Our friend Rob sent Erin a text a few days after and said that our actions have lasting results, it might be years down the road and we may never even know about it, but everything we do has a lingering effect, it was maybe the most comforting thing that we heard. And he's right we may never know the results, but we may have been the only people in her life telling her we were proud of her,that she was a good mother and that she can be successful. Maybe those simple encouragements will give her the confidence she needs to get on a successful path through life. Maybe we were put in her life to help her through her darkest times. We will never know, but if it is the case hopefully we will be rewarded for the struggles that we had to go through as a result.

Its been a rough couple of weeks, for me it sunk in right away, for Erin it took a week to really hit her. We decided that we just needed to get away and not be home for Christmas, mostly just because it was not going to be the Christmas it was supposed to be. Our families supported us, even though we know they didn't like it. We just got home from a nice 4 days in Canada. It was good to be with each other and having some fun without our phones even being on. No matter what happens we still have each other and we still live a great life. One day, hopefully soon, we will be able to share that life with our child.

That's it for now, hopefully more updates soon.

Hopefully only happy ones. I'm tired or writing sad stories. Thanks to everyone who has supported us all along the way and especially in the past couple weeks. 2013 can take a hike, on to better things in 2014!

Love wins,
Adam & Erin

Wednesday, December 11, 2013

The wrong call

This will be short.

The baby was born last night, we knew our birth mother went to the hospital. But the updates ran dry. This morning we found out she was born in the night, but then we also found out she was going to parent the baby.

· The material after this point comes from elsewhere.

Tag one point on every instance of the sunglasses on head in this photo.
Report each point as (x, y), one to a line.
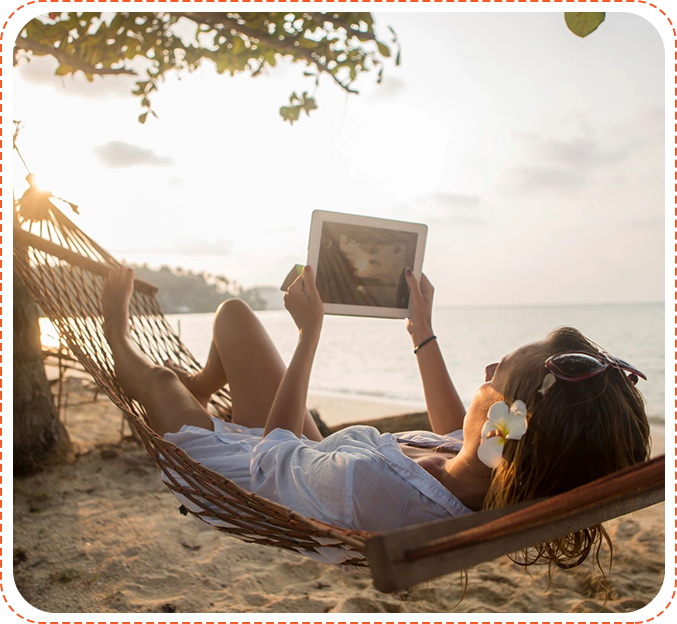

I don't really have anything else to say right now, there really isn't anything else to say honestly. That is that and we will get past it and move on. We're still committed to this plan, but we honestly didn't see this coming.

That's all for now.

Adam & Erin

Tuesday, December 3, 2013

A few more clicks on the roller coaster.


Well its been a little bit since the last update, maybe too long, but we’re busy so what are you gonna do? We are currently in our last “safe” week at the Buttacavoli casa. As I type we are sitting at 37 weeks 0 Days. Which means that no one should be surprised if she shows up next week or very soon after. That is terrifying.

So, last we talked we had just matched and were signing our paperwork. Also going on in the background at this time was a surprise baby shower for Erin, I suppose us, but mainly her since I was in the loop on this. It was just a very happy coincidence that we happened to match about a week before the shower, even though it had been months in planning.

In fact, the matching almost threw a wrench into the plan. You see with matching comes payment. A very large payment. The plan was to meet up with our friends Emily, Joel, Rick and Debbie in Wooster to have dinner and have a couple glasses of wine at the wine bar before hand. With mailing this monster of a check, left us all but broke as a joke, Erin wanted to cancel the date since we didn’t have money. I managed to talk her out of it.

Somehow, mostly with Erin being some kind of money hoarding genius, we managed to come up with every last penny we should need for the rest of the process. As we started to combine the accounts and add money from here and there I said there was no way we had it all. We did, literally by $25. Frankly its really nothing short of a miracle, its going to make things tight around here for a while until we replenish the supplies but we did not have to take any loans out. We also applied for a grant, that we should find out about next week. We don’t have any real hopes for it, but it would be amazing if we received it for sure.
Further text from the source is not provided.